Stockbridge Students Make a Splash in Underwater Robotics at Innovative Vehicle Design Challenge

The team from Left to right Kael Bunce, Colin Lilley, Chelsey Asquith, Faith Whitt, Hailey Howard and Madi Howard explaining the ROV’s control system to the event judge. Photo credit: user supplied photo.

Saturday, March 10, students from Stockbridge Jr/Sr. High School placed first in Design and Innovation at this year’s Square One Education Network’s Underwater Innovative Vehicle Design Challenge. The IVD challenge, which took place at the Roseville High School in Roseville, Mich., marked the 10th annual event for Square One. This year’s Stockbridge team consisted of seniors Madi Howard, Colin Lilley, and Faith Whitt along with sophomore Kael Bunce and freshmen Chelsey Asquith and Hailey Howard.

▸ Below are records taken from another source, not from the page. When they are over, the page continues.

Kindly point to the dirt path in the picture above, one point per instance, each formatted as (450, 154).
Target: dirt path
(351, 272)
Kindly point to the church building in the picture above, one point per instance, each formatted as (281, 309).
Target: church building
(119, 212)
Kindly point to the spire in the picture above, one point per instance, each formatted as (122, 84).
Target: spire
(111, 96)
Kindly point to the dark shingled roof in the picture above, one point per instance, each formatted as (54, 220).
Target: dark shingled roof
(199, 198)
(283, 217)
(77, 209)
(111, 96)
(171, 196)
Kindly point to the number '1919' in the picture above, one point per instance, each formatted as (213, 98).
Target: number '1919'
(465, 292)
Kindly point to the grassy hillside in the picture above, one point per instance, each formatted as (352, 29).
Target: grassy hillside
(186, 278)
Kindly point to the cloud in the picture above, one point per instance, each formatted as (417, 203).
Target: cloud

“Our team was very excited to be part of Square One’s Underwater Robotics IVD Challenge this year,” the team’s faculty mentor Bob Richards said. “Participating in this event has sparked our students’ imagination and reasoning abilities to create vehicles that can effectively move underwater, providing them with practical application of their STEM classroom learning.”

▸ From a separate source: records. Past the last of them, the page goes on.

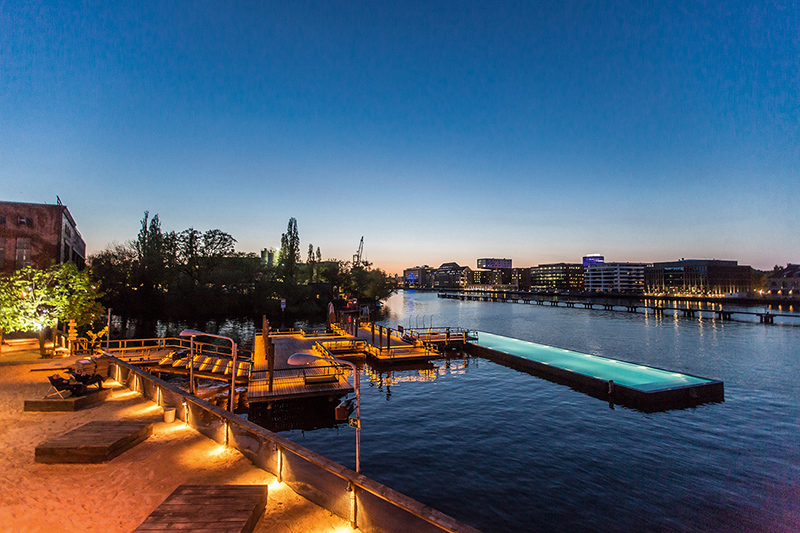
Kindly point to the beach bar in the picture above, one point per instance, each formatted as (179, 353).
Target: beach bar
(619, 382)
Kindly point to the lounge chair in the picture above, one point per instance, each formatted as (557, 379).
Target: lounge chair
(59, 387)
(207, 364)
(86, 379)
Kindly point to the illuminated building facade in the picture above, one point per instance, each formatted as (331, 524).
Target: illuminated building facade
(615, 277)
(493, 264)
(452, 276)
(557, 277)
(38, 235)
(419, 277)
(785, 281)
(700, 277)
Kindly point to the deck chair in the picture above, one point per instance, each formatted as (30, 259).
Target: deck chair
(242, 369)
(219, 366)
(207, 364)
(59, 387)
(87, 379)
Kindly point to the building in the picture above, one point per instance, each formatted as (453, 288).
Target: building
(521, 278)
(593, 259)
(452, 276)
(38, 235)
(492, 264)
(701, 277)
(614, 277)
(419, 277)
(785, 281)
(557, 277)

Students from SJSHS and other schools that were enrolled in the Square One Education Network’s STEM-focused curriculum came together to test their knowledge of marine robotics at the organization’s IVD Challenge.

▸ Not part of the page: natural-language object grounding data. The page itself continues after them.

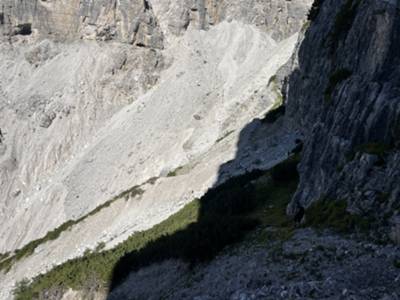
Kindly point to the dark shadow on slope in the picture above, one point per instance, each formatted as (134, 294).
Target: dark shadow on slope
(226, 213)
(197, 233)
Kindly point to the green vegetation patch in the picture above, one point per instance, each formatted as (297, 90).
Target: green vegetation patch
(30, 248)
(197, 233)
(375, 148)
(274, 115)
(333, 214)
(335, 79)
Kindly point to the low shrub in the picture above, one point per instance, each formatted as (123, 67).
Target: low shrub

Representing the next generation of technical talent, 29 teams of third through 12th-graders competed in various challenges using underwater remotely operated vehicles that they had designed and built for the competition. The underwater vehicle teams were evaluated based on design innovation, engineering and craftsmanship, performance, ambassadorship, presentation, enthusiasm and use of social media. The challenges encouraged fun, problem solving and teamwork and followed a civil engineering theme, including a traffic jam, an underwater expressway, an underwater surveying task, and an underwater IVD drag race.